Joe Kennedy puts down his sanding block and runs his hand along the wood grain of the iroko door perched atop his workbench. With its clean lines and very evident heft, it wouldn’t disgrace a hall in Middle Earth or King’s Landing.
“There’s an old saying that you ‘look with your fingertips’ when it comes to working with wood, and that is absolutely true,” says Joe, his voice rising above the soundscape of industrial saws and air hoses of the joinery in Falmouth. “It is such a warm and tactile material; it’s right when it feels right.”
The 22-year-old Plymouth design graduate, who came to public attention in 2014 when one of his pieces was named best exhibit at the Young Furniture Makers Exhibition in London, has been fascinated by wood since the age of five. It’s a love he inherited from his grandfather, in whose company he spent many an hour as a boy, watching and learning as he crafted furniture in the family home in Penryn, Cornwall.
“He had no machines; everything was exactly the same as when he did his apprenticeship in the 1950s,” Joe says. “It was woodwork in its simplest form, and there is a great romance in that.”
That element of the traditional – both in terms of materials and craftsmanship – has permeated Joe’s art and work. And from his proud Cornish roots, so he’s begun to diversify through the range of influences he’s been exposed to.

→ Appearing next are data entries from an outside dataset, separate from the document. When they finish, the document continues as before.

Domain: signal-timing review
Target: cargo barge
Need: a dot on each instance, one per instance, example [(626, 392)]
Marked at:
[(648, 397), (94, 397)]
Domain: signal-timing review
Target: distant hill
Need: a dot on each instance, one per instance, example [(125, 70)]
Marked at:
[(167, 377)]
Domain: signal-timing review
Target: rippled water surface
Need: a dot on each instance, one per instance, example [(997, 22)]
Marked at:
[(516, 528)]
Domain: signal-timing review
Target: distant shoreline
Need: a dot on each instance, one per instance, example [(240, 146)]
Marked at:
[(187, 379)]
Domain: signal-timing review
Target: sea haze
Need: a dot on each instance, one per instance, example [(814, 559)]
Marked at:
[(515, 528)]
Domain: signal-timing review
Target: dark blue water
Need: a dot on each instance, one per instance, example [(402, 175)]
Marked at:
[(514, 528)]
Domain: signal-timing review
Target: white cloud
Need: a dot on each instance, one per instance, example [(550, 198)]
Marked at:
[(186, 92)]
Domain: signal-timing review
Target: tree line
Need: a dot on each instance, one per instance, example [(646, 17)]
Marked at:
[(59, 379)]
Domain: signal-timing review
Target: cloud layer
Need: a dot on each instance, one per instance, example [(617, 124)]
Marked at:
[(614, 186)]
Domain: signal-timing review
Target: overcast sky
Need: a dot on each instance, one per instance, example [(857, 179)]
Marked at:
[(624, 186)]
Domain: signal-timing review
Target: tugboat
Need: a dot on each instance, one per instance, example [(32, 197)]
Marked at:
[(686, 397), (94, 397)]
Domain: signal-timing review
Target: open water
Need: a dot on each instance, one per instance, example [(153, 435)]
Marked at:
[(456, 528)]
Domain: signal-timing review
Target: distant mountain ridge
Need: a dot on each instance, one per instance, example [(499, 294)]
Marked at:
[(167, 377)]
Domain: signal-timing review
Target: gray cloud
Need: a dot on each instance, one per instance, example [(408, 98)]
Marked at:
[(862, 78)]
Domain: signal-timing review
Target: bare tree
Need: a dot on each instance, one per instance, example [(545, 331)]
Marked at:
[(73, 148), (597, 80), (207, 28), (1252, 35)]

“I’ve never lived more than three miles from Penryn, and much of my work expresses that I’m Cornish and I’m inspired by Cornwall,” Joe says. “But it was great to spend time at Plymouth – I was a sponge, soaking up the specialities of my teachers like Polly (Macpherson) and Roy (Tam). I learned to work with new materials like metal and plastics – I’d always found metalwork to be cold, but I learned from listening to others and I learned from doing and making mistakes.”